Bei gröberem Salz muss unser Speichel nach und nach das Salz auflösen und somit werden weniger Geschmacksrezeptoren gleichzeitig angesprochen. Der Salzeindruck ist somit milder. 

Ein weiterer Unterschied liegt in der Oberflächenbeschaffenheit. Viele Menschen lieben die knusprige Textur eines Fleur de Sel. Das Knacken und Knuspern im Mund signalisiert unserem Gehirn, dass wir etwas Leckeres zu uns nehmen. (eine knusprige Kruste im Brot ist viel appetitlicher als eine labbrige. Oder stellt Euch Kartoffelchips vor, die nicht knuspern...)
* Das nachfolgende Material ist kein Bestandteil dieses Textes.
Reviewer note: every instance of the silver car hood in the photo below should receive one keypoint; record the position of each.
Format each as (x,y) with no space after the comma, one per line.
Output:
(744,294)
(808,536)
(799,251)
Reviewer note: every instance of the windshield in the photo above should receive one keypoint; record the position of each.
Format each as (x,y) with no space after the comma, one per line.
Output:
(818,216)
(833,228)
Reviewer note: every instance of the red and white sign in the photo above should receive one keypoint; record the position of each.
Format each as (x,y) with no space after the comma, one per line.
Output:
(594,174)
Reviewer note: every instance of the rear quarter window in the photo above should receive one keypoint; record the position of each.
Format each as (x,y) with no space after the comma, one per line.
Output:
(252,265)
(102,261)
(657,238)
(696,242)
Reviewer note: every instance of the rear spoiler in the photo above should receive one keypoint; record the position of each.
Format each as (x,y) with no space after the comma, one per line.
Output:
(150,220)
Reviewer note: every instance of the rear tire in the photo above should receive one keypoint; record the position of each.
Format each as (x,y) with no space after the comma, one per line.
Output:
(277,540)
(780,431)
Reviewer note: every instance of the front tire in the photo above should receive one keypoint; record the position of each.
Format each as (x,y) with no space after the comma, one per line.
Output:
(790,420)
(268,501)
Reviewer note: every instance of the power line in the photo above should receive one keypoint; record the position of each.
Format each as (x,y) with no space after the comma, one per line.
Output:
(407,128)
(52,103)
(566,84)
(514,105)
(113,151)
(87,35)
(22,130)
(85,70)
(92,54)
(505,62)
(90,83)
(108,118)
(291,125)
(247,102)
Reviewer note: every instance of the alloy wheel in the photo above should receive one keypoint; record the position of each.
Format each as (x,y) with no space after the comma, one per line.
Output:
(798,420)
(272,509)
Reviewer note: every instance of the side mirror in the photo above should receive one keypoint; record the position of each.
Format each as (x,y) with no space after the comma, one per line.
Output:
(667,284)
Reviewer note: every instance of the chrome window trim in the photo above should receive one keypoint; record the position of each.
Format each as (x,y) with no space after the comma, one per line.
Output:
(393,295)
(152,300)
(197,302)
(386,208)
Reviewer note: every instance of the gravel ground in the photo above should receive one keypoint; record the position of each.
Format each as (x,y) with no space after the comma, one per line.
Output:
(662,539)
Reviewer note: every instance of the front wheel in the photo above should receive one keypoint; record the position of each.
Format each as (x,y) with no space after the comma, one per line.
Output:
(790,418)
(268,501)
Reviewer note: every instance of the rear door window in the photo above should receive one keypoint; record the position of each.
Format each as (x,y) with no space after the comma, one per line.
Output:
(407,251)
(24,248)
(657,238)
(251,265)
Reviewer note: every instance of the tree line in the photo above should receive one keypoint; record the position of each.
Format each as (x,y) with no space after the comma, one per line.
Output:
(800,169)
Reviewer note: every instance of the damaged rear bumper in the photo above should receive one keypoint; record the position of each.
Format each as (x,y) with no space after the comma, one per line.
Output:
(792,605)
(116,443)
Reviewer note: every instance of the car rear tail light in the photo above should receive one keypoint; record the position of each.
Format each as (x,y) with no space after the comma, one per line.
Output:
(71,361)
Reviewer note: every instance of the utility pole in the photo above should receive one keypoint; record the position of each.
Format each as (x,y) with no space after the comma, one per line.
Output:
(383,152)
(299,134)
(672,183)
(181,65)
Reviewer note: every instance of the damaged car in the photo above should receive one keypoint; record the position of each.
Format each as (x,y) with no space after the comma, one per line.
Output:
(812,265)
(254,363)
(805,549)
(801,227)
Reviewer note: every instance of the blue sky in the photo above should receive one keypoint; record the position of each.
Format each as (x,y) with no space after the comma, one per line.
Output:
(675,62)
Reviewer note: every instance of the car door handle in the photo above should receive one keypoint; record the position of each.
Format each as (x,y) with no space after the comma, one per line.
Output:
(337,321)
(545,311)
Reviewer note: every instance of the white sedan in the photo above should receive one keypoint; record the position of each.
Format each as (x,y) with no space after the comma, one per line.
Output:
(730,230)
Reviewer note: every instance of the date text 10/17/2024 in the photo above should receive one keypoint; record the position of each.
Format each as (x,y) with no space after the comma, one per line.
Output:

Last but not least beinflussen nicht nur die Konsistenz bzw. die Textur, sondern auch das Aussehen unser Geschmackserlebnis. Besonders schön gefärbte Natursalze können die Lust auf ein spezielles Gericht und somit den Genuss ebenfalls steigern. 

 

Der Geschmack raffinierter Salze 

Besondere geschmackliche Färbungen erhalten die Natursalze also vor allem durch die enthaltenen Mineralien und die z.T. sehr besonderen Konsistenzen und Farben. All das findet man nicht bei einem raffinierten Salz, das aus 100% Natriumchlorid besteht. 

Erstaunlicherweise schmeckt raffiniertes Salz aber nicht etwa milder und reiner, sondern eher spitz und leicht brennend. Was dafür spricht, zu einem wirklich guten, nicht-industriellen Salz zu greifen.